From f1493845fcc91a355697ae2b10d2061a4eda2c19 Mon Sep 17 00:00:00 2001
From: wangw <wangw.fnst@fujitsu.com>
Date: Fri, 18 Mar 2022 13:11:44 +0800
Subject: [PATCH v3] Fix the timeout of subscriber in long transactions.

We don't send keep-alive messages for a long time while processing large
transactions during logical replication where we don't send any data of such
transactions (say because the table modified in the transaction is not
published) and then subscriber will timeout. So in this case, send keepalive
message to the subscriber.
---
 src/backend/replication/logical/logical.c     | 45 +++++++++++++++--
 .../replication/logical/reorderbuffer.c       | 16 ++++--
 src/backend/replication/pgoutput/pgoutput.c   | 50 ++++++++++++++++---
 src/backend/replication/walsender.c           | 35 +++++++++++--
 src/include/replication/logical.h             |  4 +-
 src/include/replication/output_plugin.h       |  2 +-
 6 files changed, 131 insertions(+), 21 deletions(-)

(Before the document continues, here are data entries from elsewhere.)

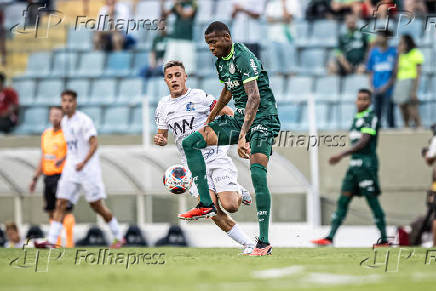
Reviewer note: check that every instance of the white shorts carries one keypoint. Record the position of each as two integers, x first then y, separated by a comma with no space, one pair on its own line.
92,184
220,179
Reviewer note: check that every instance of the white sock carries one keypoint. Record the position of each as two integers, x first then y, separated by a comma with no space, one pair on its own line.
115,228
54,231
239,236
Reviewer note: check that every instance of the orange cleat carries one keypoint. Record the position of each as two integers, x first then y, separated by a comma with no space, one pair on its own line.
200,211
323,242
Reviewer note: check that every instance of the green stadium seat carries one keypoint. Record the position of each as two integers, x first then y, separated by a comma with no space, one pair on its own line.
48,92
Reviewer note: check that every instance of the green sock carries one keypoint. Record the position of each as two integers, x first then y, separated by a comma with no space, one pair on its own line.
192,145
263,199
339,215
379,216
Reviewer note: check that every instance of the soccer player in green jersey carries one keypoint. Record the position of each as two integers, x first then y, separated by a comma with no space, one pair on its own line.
252,128
361,178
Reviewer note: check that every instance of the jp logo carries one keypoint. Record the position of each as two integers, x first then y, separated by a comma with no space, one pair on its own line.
38,259
55,17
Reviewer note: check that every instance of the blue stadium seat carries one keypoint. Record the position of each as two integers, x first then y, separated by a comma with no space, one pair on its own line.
299,87
34,120
26,91
48,92
38,65
103,91
352,84
91,64
94,112
81,86
212,86
156,89
131,91
312,61
327,88
64,64
135,126
118,64
324,33
205,64
116,120
79,39
140,60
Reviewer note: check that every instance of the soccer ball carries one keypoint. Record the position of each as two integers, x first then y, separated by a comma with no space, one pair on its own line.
177,179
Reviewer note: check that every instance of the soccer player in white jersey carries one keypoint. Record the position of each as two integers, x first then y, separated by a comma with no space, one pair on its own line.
183,112
82,169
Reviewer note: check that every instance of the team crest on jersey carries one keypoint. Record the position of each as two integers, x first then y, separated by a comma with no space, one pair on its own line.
232,68
190,107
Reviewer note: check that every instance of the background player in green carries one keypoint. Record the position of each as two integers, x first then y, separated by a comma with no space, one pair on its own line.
253,127
361,178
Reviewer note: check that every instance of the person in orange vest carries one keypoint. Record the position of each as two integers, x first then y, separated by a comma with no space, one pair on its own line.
53,153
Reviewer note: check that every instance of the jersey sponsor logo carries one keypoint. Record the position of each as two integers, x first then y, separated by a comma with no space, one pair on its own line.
232,84
190,107
181,129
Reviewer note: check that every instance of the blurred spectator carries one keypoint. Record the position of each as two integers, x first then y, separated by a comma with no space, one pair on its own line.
180,45
381,66
318,9
9,107
158,48
107,37
13,236
246,23
406,86
280,14
351,51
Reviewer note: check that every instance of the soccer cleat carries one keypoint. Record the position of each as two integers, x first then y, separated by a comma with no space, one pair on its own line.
44,245
200,211
323,242
262,249
116,244
246,197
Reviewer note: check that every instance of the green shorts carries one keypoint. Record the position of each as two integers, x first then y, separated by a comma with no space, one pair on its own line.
261,135
361,181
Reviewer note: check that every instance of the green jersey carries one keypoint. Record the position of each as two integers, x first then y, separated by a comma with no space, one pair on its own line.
365,122
239,67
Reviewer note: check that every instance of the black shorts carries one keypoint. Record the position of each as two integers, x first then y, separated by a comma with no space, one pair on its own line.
50,187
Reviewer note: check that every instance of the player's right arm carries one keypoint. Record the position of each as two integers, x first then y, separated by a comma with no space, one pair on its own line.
225,97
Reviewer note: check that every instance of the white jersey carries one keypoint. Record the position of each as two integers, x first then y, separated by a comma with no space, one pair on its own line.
185,115
77,131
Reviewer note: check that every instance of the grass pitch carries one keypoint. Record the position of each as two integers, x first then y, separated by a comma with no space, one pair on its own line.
219,269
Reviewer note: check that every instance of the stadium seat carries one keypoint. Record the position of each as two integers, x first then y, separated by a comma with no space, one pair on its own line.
298,88
48,92
135,126
212,86
34,120
131,91
324,33
118,64
103,91
94,112
140,61
64,64
116,120
327,88
81,86
38,65
352,84
79,39
205,64
91,64
312,61
26,91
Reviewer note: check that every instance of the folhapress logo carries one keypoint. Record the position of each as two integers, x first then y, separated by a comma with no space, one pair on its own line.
55,17
36,259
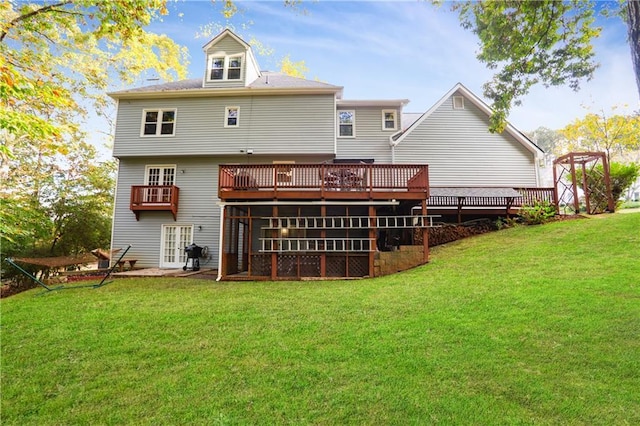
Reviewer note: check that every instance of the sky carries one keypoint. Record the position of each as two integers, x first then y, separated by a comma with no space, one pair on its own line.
400,50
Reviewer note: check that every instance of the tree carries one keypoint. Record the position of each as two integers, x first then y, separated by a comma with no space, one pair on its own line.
58,57
54,204
622,176
294,69
532,42
616,135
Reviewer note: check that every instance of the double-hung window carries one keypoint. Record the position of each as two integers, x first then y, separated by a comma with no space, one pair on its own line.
389,121
158,122
231,116
217,69
225,68
346,123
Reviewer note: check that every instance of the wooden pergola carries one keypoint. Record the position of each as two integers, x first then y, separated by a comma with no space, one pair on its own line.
566,171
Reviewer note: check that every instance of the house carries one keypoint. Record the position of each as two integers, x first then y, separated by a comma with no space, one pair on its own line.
281,177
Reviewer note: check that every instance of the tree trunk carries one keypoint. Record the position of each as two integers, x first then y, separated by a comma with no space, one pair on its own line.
633,22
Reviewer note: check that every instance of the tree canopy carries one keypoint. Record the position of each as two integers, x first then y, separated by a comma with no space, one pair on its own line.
58,57
546,41
616,135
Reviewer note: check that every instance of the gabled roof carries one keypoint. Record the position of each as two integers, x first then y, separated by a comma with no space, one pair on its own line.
482,106
267,83
226,33
384,103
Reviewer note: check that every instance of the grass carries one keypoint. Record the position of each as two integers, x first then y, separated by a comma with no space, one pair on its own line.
529,325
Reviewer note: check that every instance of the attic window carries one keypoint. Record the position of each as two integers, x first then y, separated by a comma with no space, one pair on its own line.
389,119
225,68
231,117
346,121
458,102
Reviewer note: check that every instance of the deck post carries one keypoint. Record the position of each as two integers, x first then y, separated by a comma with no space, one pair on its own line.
323,235
372,237
425,233
274,255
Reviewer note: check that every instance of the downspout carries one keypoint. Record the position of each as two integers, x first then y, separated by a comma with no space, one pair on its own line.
222,205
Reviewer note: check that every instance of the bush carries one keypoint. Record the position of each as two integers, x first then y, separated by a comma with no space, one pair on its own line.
537,213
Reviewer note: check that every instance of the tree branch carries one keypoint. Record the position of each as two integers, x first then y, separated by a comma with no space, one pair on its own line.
42,10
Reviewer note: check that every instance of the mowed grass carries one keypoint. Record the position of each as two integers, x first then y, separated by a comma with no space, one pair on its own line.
529,325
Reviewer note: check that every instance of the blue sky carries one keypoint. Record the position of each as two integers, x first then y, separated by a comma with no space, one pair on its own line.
400,50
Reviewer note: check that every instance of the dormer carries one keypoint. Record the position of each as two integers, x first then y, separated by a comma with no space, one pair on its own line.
230,62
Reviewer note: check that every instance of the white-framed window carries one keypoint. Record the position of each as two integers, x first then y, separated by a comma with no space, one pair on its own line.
161,175
225,67
347,124
216,68
389,119
231,116
158,122
234,70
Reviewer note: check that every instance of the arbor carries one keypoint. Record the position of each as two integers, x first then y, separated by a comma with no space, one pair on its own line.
532,42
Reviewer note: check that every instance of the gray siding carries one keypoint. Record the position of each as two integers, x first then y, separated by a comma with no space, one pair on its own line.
198,205
300,124
460,150
370,141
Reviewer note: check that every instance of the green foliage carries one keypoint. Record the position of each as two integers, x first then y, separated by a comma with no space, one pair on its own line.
530,42
54,204
616,135
57,59
531,325
622,176
537,213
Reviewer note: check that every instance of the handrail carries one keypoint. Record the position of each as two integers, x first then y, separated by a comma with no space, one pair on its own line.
154,197
325,177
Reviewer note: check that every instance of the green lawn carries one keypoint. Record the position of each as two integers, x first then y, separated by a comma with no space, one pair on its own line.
529,325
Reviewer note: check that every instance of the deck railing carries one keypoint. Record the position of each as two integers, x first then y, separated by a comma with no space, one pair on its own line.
532,196
527,196
154,198
323,177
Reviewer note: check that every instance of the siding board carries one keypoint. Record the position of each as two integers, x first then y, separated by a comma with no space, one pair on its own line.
302,124
370,141
461,151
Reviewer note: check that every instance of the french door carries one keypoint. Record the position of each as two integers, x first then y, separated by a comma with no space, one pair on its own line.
162,176
174,239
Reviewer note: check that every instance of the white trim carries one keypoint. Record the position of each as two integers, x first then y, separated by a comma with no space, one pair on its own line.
385,103
159,122
226,59
458,102
395,120
162,243
353,123
159,166
226,116
224,91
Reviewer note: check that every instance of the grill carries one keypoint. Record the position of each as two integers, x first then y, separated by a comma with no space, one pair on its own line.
194,253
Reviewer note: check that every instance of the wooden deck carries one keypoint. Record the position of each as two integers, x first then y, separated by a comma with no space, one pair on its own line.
323,182
154,198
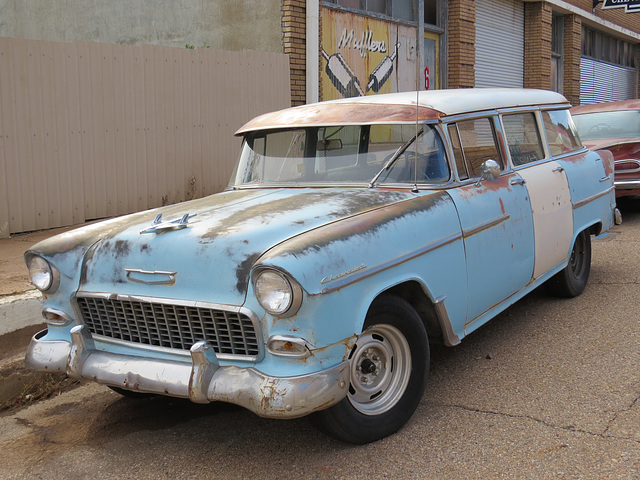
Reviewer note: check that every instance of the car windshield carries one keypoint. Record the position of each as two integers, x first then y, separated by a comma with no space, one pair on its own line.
602,125
342,154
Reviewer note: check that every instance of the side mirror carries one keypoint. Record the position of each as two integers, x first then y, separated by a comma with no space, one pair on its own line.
489,170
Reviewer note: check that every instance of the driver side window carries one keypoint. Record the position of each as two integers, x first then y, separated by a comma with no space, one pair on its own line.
474,141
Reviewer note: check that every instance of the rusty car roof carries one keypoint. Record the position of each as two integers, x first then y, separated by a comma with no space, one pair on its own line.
633,104
402,107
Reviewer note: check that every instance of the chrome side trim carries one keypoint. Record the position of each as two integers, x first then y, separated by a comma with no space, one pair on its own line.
485,226
592,198
362,274
450,339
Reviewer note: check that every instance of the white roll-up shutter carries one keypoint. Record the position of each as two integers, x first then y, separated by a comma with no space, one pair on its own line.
499,43
603,82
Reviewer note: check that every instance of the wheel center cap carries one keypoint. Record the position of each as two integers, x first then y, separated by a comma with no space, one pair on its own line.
367,366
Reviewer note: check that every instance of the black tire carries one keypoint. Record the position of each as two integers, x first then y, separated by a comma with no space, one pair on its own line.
572,280
389,369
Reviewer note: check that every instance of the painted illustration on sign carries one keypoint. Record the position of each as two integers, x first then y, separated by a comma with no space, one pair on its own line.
361,55
364,56
345,80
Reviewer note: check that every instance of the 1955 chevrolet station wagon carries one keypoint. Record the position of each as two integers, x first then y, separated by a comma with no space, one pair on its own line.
352,234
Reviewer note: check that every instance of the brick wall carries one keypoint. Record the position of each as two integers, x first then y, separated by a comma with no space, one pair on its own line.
462,39
537,49
571,58
294,39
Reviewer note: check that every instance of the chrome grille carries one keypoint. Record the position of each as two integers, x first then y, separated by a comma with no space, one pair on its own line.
169,325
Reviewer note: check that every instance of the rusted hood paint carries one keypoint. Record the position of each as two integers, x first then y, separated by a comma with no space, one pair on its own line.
212,257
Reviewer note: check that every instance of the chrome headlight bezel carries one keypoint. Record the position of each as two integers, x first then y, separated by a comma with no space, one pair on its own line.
276,292
44,276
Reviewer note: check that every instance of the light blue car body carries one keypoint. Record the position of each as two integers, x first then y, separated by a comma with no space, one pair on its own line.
461,252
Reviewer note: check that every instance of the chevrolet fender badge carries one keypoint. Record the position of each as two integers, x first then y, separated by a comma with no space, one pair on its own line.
159,226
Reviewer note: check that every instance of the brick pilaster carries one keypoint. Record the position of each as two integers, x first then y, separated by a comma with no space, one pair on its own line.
294,27
462,39
572,51
537,49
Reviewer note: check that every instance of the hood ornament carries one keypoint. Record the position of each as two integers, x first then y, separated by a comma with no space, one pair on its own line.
159,226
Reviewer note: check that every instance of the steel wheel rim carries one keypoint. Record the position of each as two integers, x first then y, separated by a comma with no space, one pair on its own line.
380,370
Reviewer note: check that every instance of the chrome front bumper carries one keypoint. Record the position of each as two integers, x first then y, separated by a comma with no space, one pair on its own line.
202,381
626,184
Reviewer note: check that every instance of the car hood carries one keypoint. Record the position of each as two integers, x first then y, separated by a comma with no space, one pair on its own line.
210,258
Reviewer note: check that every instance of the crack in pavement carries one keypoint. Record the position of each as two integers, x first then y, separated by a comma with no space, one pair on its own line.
569,428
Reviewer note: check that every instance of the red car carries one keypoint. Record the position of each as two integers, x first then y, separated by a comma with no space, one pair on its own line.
614,126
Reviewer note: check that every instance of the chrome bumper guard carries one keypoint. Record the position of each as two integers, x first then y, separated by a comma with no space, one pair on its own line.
202,381
626,184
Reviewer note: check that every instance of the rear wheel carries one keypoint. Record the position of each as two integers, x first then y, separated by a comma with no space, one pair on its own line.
389,366
572,280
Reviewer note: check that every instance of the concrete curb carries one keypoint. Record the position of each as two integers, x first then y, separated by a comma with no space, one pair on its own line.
20,311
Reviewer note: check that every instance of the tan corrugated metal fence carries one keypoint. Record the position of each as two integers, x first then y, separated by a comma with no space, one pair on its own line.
91,130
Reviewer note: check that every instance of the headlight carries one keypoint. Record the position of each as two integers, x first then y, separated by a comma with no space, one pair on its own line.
43,275
277,293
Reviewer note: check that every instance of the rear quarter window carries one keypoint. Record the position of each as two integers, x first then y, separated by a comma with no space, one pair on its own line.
561,132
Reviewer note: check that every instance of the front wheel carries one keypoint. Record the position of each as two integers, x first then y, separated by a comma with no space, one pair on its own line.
389,365
572,280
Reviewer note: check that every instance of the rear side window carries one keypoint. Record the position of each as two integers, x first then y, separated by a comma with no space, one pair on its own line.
474,141
561,132
523,138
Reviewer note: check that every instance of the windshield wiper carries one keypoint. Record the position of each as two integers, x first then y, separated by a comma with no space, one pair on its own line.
394,157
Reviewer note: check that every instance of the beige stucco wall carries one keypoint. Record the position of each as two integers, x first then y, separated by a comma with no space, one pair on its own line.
221,24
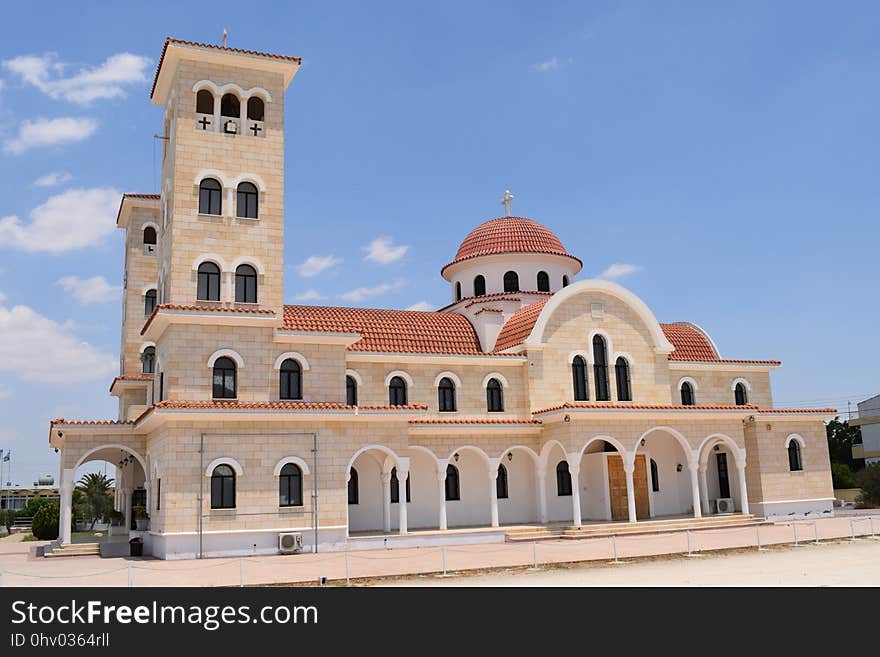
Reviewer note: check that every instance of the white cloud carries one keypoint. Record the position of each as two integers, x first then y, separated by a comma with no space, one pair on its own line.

diff --git a/src/backend/replication/logical/logical.c b/src/backend/replication/logical/logical.c
index 934aa13f2d..ae7ff14c95 100644
--- a/src/backend/replication/logical/logical.c
+++ b/src/backend/replication/logical/logical.c
@@ -680,15 +680,15 @@ OutputPluginWrite(struct LogicalDecodingContext *ctx, bool last_write)
 }
 
 /*
- * Update progress tracking (if supported).
+ * Update progress tracking and try to send a keepalive message (if supported).
  */
 void
-OutputPluginUpdateProgress(struct LogicalDecodingContext *ctx)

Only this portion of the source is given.